Limitations & Future Work

  • Step-level entropy reliability assumes the model is "reasonably calibrated." In early training, high entropy might be noise rather than a difficulty; the authors do not discuss if EchoRL should be delayed (warmup).
  • The "max-entropy step from the whole group" selection reduces to "taking the only one" when there is only one verified-success rollout, potentially losing diversity. Top-k EchoClips or soft selection with temperature could be considered.
  • \(\lambda=0.001\) was fixed across all experiments.
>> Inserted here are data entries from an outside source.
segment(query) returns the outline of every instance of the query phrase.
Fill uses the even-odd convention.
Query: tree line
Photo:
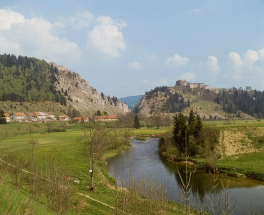
[[[223,110],[240,116],[240,111],[254,117],[264,117],[264,91],[229,90],[216,97],[216,102],[222,104]]]
[[[55,101],[66,98],[54,87],[58,69],[44,60],[0,55],[0,100],[14,102]]]

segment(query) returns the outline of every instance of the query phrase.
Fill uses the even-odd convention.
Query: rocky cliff
[[[114,97],[110,98],[99,94],[79,74],[54,62],[50,65],[58,69],[58,73],[55,74],[57,78],[54,84],[56,89],[68,98],[67,103],[75,109],[82,113],[93,113],[97,110],[106,111],[109,114],[129,112],[129,108],[125,103]]]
The optimal \(\lambda\) across tasks and scales hasn't been swept; smaller models (e.g., 1.5B) might benefit from a higher prefix-NLL weight.
  • Step splitting via natural delimiters works for well-formatted Chain-of-Thought but might fail on dense formulas or code blocks. Some details are in Appendix D, but task-specific tokenizers might be needed for production.
  • vs DAPO / Reinforce-Rej / Reinforce-Ada: These discard degenerate prompts or increase rollout budgets, sacrificing data efficiency for stability. EchoRL reuses the same rollouts, actually improving data efficiency.
  • vs LUFFY / UFT / SRFT / SEELE / RelIFT: These rely on expensive strong model demos. EchoRL is self-sufficient, and results show LUFFY + EchoRL still improves, suggesting "self-verified critical steps" and "external expert steps" are distinct, additive signals.
  • vs Process Reward Model (PRM): PRMs require training a step-level reward model with high annotation costs. EchoRL uses entropy as a zero-cost proxy for PRM scores.

Rating

  • Novelty: ⭐⭐⭐⭐ The combination of "entropy-peak mining + prefix-NLL advantage bypass" is fresh in the RLVR context, and its engineering simplicity is elegant.
  • Experimental Thoroughness: ⭐⭐⭐⭐ Comprehensive across 5 backbones, 4 RLVR baselines, 10 benchmarks, ID+OOD evaluations, entropy ablations, and overhead analysis.
  • Writing Quality: ⭐⭐⭐⭐ Motivation is clearly explained with specific examples (quartic polynomials); method diagrams and formulas are well-integrated.
  • Value: ⭐⭐⭐⭐ Plug-and-play, zero extra compute, effective across frameworks. Highly valuable for industrial implementation (e.g., integration into verl/OpenRLHF).